DAISY GOODWIN, a Harkness scholar who attended Columbia University’s film school after earning a degree in history at Cambridge University, is a leading television producer in the U.K. Her poetry anthologies, including 101 Poems That Could Save Your Life, have introduced many new readers to the pleasures of poetry, and she was Chair of the judging panel of the 2010 Orange Prize for Fiction. That was the year she published her first novel the American Heiress ( My Last Duchess in UK) , followed by The Fortune Hunter and now Victoria. She has also created VICTORIA the PBS/ITV series which starts in January. She has three dogs, two dogs, and one husband.
I love this book after first getting it from the library and bought it for my mum. It's good for Daisy Goodwin to choose the things i want to say but can't.
I rarely sit and read poetry from a book, usually a read individual poems I discover in other pieces of literature such as newspapers, magazines or social media. Or when out visiting museums or historical places of interest. This book collates a wide variety of poetry both old and new. None of which are composed by Daisy Goodwin who has collated the poems for this book and has her name emblazoned all over the cover. Which certainly worked on me! Browsing my local library for a 'learners' book of poetry it was her name that drew me to it, one to borrow not one to buy in my opinion.
I enjoyed many of the poems and it has clearly drawn to my attention to which poets are my favourites Thomas Hardy, Sir John Betjeman and Wendy Cope. Though I have no wish to read anymore of Philip Larkin.
This collection by Daisy Goodwin is her weakest.
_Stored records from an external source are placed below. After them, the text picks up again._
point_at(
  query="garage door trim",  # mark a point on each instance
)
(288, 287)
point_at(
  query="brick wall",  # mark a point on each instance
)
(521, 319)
A lot of the poems are either mainly classical or just not very good. The final poem is arguably poor taste and some of the poems in the ‘sex section’ are cringe-worthy.
I really dislike the way this book is presented and marketed. On the back of the book is a headshot of the Daisy Goodwin, (whoever the hell she is) and considering that her only role was choosing the poems of other people, I think that's narcissistic.
Then there's the title: "ESSENTIAL POEMS for the way we live now". Is it eckers like. The front cover of my copy has a photo of a laptop keyboard and a rather dated-looking mobile phone. The third section of poems in the anthology, was food themed: 'FOOD, GLORIOUS FOOD' and I quote: "These poems pre-date Delia, Nigella and Jamie and the final drizzle of virgin olive oil....." HARDLY eschewing the way we live, and EAT now, then is it? Lazy. Surely there are some poems out there about chocolate, bulgar wheat, coconut water and the Atkins Diet?
I also don't like the fact that the only information Ms Goodwin deigns to give us about the poem is the author. No date, no 'this was written blah'. Nada. Really deserves that huge glossy photo of herself on the back, doesn't she?